I don’t know exactly what it is that draws me time and time again to trawling the Internet for writing gigs. Could it be the great clients I’ve met along the way and even the not so great? Maybe. Could it be the rich diversity of business requirements across three continents? Yep, that would be part of it. But it’s also the occasionally breathtaking, stupendously ridiculous ads that are out there if you lift enough rocks.

This ad that not only took the biscuit, it licked off the cream in the middle (the metaphorical biscuit was a custard cream), put the two pieces back together and then replaced it in the packet. It went something like this…


Hello there!

I have received a lot of replies to my job advert and after going through all the resumes and replies I have chosen a couple of writers [if ‘couple’ meant a dozen] that I think would fit the job well. For a job like this, a small amount of training is required. I know you are an experienced writer and all, but I require you to read an e-book that is similar to the content and tone I'm after. This position is a very laid back job and brings you great pay and incentives. You get to write about what you know and love, which itself is something you can’t put a price on.

So in order to be one of the chosen few for this job I need you to:

1. Get this e-book called – [Naturally I Won’t Be Advertising It Here!] which you can find at: [http://one-born-every-minute] I know that it costs around $10 and I'd like to provide it to you for free. But I simply can't due to copyright laws and creative commons laws. I’m sure you understand as a writer and wouldn’t want your work stolen or given away. The writer of that e-book is actually a great guy and a friend of mine [they might even share the same name...] so by paying for it you are helping out a fellow writer.
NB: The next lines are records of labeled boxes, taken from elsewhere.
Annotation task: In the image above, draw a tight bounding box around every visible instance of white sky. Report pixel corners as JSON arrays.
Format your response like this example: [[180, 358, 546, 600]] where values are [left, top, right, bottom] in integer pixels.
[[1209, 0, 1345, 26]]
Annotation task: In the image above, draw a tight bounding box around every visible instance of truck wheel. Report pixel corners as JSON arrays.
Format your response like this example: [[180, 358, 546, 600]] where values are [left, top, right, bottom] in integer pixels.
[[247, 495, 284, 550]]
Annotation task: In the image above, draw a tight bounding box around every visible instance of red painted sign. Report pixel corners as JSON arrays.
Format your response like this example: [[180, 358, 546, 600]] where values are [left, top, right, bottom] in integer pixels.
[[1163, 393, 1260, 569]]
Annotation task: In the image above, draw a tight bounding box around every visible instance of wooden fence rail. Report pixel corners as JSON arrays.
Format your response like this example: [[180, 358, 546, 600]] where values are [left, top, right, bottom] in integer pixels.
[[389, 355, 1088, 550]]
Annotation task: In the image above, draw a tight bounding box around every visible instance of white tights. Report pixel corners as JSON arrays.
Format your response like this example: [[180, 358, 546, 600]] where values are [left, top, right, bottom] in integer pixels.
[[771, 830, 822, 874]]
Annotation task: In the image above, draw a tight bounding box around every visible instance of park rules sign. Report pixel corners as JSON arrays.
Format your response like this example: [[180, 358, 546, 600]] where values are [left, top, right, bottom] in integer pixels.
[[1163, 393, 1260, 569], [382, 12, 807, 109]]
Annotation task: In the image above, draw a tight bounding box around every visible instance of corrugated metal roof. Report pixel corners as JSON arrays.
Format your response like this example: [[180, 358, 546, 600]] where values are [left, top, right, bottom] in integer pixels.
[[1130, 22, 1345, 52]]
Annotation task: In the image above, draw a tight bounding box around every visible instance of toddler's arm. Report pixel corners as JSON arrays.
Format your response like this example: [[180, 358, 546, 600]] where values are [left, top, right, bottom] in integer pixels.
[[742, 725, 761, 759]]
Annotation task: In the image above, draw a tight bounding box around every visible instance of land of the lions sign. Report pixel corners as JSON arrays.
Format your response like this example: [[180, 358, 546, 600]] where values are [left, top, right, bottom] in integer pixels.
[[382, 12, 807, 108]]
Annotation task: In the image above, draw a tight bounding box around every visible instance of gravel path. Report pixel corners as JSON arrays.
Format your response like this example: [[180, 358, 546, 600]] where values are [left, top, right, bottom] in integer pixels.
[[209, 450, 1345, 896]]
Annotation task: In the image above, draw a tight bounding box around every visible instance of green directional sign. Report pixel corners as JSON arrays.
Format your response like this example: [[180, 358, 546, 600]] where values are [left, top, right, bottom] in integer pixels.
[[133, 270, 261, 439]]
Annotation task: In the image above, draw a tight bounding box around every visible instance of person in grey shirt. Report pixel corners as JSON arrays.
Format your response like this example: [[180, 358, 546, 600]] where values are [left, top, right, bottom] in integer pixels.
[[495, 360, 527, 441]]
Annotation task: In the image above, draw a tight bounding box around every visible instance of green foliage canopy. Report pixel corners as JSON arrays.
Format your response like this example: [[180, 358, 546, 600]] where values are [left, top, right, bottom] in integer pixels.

And you’ll be able to afford two copies of his book in only one paid hour working for me. After the trial, I mean.

2. When you get the book, I need you to read it quickly - it’s pretty short so don’t worry, but it's still worth $10 of anybody’s money. Then write at least a 300 word article that summarizes what the e-book is all about, for the readers of my site [http://client's-nearly-empty-website]. And I need to know exactly how long it took you to write the article.

This will be your training and a test for this job – that way we save time. Training isn’t paid for - that way I save money. Good luck everyone and remember to submit the article to me by the 5th of February to be in with a great chance of employment. I’m expecting a lot of entries so write quickly and let’s do business! lol.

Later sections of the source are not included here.